FlyGym supports muscle-actuated fly simulations, in which the standard joint actuators are replaced by biophysically realistic Hill-type muscles. This opens the door to studying neuromuscular control, movement biomechanics, and motor learning — areas where the mechanical properties of muscles (force–velocity relationships, passive elasticity, activation dynamics) shape how movements are generated and controlled.
Imitation learning is a natural application of this framework: given motion-capture recordings of real fly kinematics, a policy can be trained to activate muscles so that the simulated limb tracks the recorded trajectory.
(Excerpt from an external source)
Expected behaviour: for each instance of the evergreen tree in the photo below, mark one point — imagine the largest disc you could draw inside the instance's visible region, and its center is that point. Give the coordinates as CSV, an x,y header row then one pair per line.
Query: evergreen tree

The same approach generalises to any muscle-actuated limb or behavior. What ships today is a working implementation for the Drosophila left-front (LF) leg, reproducing the FlyMimic result inside FlyGym.
The musculoskeletal body model follows the same composition convention as NeuroMechFly and FlyBody — the fly and world classes live in flygym.compose:
| Component | What it provides |
|---|---|
flygym.compose.MusculoskeletalFly / MusculoskeletalWorld |
The musculoskeletal fly + world, used exactly like NeuroMechFly/FlatGroundWorld. |
flygym.compose.build_musculoskeletal_simulation |
One-call factory (plus the guarded GPU/MuJoCo-Warp helpers check_mjwarp_compatibility and build_musculoskeletal_gpu_simulation). |
flygym_demo.muscle_imitation |
The imitation-learning stack: mocap clips (bundled under assets/mocap/), the dataset loader (MoCapDataset), and a Gymnasium environment (ImitationEnv) with the FlyMimic tracking reward. |
FlyGym's core only ships the musculoskeletal body model; the mocap clips and the imitation-learning code live entirely in the flygym_demo.muscle_imitation demo submodule, which is also the runnable example.
Plain flygym (CPU) — not GPU-accelerated
build_musculoskeletal_simulation and make_imitation_env return a plain
flygym.Simulation backed by a single CPU MuJoCo world — not
flygym.warp.GPUSimulation. Everything on this page, including training,
runs on plain flygym.
Dataset¶
The motion-capture clips in flygym_demo/muscle_imitation/assets/mocap/ are recorded Drosophila left-front-leg kinematics, stored as NumPy arrays at a 500 Hz control rate.
Each clip {id} provides four arrays:
| Array | Shape | Meaning | Units |
|---|---|---|---|
qpos/{id}.npy |
(T, J) |
LF-leg joint angles | rad |
qvel/{id}.npy |
(T, J) |
LF-leg joint velocities | rad/s |
xipos/{id}.npy |
(T, 4, 3) |
3D positions of 4 tracked bodies | mm |
xivel/{id}.npy |
(T, 4, 3) |
3D velocities of those bodies | mm/s |
The 4 tracked bodies are LFFemur, LFTibia, LFTarsus1, LFTarsus5 (claw).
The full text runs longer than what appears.